According to study beards are dirtier than a dog’s coat

Credit: Pixabay

A recent study published in the European Radiology journal has revealed that a man’s beard has more bacterial pathogens than the dirtiest part of a dog’s coat. 

The study never intended to condemn men’s beards for their dirtiness.  The initial concept of the study was to test if it was possible for humans and non humans to use the same MRI scans that were used previously on dogs.  In order to carry out this study, a team of researchers has recently analysed skin samples and saliva of 18 bearded men aged between 18 and 76 years old and saliva and coat samples from thirty dogs in several European hospitals.  The samples were taken from German shepherd and Schnauzer dog breeds.  The dog samples were taken from the fur around the dog’s shoulder blades.  As the researchers noted, this is the area where many skin infections develop.

Not the prettiest results

After the researchers analysed the samples it turns out that men’s beards contain more potentially infectious bacteria than can be found on the fur coats of our four legged friends.  Another observation from the study is that men contaminate the scanners more than dogs once they leave the scanner.  “The bacterial load was significantly lower in MRI scanners used by dogs and humans, compared to scanners used exclusively by humans,” states the study.
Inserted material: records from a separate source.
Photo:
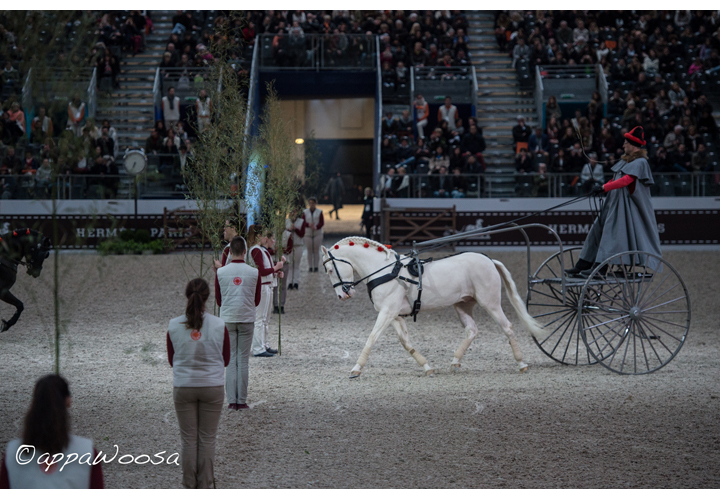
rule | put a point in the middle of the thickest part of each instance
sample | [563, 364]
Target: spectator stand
[572, 86]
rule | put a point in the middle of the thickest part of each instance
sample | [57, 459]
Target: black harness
[381, 280]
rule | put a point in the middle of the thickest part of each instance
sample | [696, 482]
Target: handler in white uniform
[296, 225]
[263, 261]
[238, 294]
[314, 222]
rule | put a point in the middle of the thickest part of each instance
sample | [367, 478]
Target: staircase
[130, 109]
[499, 101]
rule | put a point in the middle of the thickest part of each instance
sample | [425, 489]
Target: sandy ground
[310, 426]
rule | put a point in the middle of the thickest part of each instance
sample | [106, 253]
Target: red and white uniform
[75, 475]
[297, 229]
[198, 357]
[263, 261]
[314, 221]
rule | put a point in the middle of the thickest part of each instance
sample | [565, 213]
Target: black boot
[581, 265]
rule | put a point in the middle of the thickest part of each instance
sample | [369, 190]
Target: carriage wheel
[634, 320]
[544, 303]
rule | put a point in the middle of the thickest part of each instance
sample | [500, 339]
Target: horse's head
[36, 251]
[341, 274]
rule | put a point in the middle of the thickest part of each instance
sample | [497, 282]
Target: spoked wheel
[544, 303]
[634, 319]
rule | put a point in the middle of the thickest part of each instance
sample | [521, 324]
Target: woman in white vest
[314, 222]
[47, 431]
[198, 350]
[262, 239]
[237, 291]
[296, 225]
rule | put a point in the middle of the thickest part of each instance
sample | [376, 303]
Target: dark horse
[22, 246]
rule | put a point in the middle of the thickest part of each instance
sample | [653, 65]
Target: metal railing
[539, 97]
[288, 51]
[533, 184]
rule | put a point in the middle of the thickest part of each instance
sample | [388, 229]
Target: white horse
[460, 281]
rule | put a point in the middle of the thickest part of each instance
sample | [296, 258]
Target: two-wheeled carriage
[633, 319]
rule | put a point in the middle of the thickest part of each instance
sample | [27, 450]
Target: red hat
[636, 136]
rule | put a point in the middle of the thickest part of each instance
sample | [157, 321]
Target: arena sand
[310, 426]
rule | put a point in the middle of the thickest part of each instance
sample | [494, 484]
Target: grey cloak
[627, 221]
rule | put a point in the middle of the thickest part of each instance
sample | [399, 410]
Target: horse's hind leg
[9, 298]
[498, 315]
[464, 311]
[401, 328]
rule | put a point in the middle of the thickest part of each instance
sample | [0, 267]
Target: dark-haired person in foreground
[627, 220]
[47, 429]
[198, 347]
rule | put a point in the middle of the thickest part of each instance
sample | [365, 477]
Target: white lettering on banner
[49, 461]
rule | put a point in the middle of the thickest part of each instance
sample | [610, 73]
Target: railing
[378, 114]
[157, 95]
[551, 185]
[317, 51]
[92, 95]
[539, 97]
[568, 71]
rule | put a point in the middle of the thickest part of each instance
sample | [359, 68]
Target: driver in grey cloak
[627, 220]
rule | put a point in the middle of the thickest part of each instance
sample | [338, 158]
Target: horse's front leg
[384, 318]
[401, 328]
[9, 298]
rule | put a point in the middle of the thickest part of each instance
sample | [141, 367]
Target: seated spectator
[458, 184]
[76, 115]
[523, 162]
[439, 159]
[473, 142]
[552, 109]
[521, 132]
[105, 143]
[390, 124]
[700, 159]
[41, 127]
[440, 184]
[681, 159]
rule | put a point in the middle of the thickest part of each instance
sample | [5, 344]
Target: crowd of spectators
[442, 157]
[660, 67]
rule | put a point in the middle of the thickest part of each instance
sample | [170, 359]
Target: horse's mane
[359, 240]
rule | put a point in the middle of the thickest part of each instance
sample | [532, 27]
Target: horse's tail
[517, 303]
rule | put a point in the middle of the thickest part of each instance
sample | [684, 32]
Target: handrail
[92, 94]
[157, 97]
[539, 97]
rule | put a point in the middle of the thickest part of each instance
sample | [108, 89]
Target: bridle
[347, 285]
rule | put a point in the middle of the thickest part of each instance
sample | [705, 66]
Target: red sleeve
[257, 292]
[218, 295]
[4, 479]
[620, 183]
[171, 350]
[226, 348]
[300, 232]
[97, 482]
[256, 254]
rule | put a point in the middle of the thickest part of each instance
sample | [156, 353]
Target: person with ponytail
[47, 431]
[198, 347]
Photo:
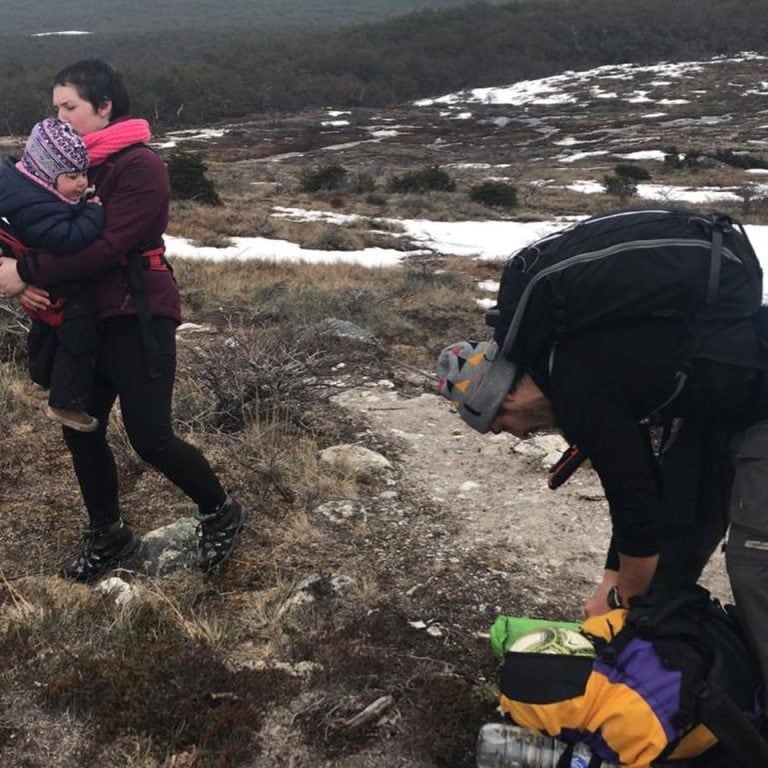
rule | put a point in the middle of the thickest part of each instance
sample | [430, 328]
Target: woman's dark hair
[96, 82]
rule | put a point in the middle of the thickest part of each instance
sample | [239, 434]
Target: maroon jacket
[135, 191]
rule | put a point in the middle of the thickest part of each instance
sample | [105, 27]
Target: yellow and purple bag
[665, 680]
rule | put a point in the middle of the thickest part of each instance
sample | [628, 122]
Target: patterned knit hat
[476, 380]
[53, 148]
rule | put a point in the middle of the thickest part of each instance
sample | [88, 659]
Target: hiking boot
[216, 534]
[103, 548]
[79, 420]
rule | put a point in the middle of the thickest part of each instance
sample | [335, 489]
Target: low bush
[324, 179]
[495, 194]
[187, 171]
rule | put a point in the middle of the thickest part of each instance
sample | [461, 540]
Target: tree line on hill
[201, 79]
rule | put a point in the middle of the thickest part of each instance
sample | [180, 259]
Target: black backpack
[624, 266]
[720, 677]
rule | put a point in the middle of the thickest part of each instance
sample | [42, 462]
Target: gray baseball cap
[476, 379]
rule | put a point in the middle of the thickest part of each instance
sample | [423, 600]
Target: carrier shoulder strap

Bearded men have more bacteria than found in dog fur coats. Credits: Pixabay

More precisely, tests have shown that the 18 human participants had “high microbial levels” on their skin and in their saliva while only 23 out of the 30 dogs showed these levels.

From this, albeit small, sample, seven men and four dogs tested positive for pathogenic microbes for humans. Among them was Enterococcus faecalis, a common intestinal bacterium known to cause urinary tract infections. Or Staphylococcus aureus, responsible for food poisoning and, in extreme cases, life-threatening infections when it enters the bloodstream.

In the end, using the same MRI scans for dogs and humans does not make it more dangerous for humans.  In fact as mentioned in the study, “there is no reason to believe that women would be home to less bacterial agents than bearded men”.

However, problems with hospital hygiene could potentially pose an important risk for the patient’s health. The simple fact of disinfecting a surface – as was the case here after each passage of an individual – is not enough to reduce the risk of bacterial transmissions.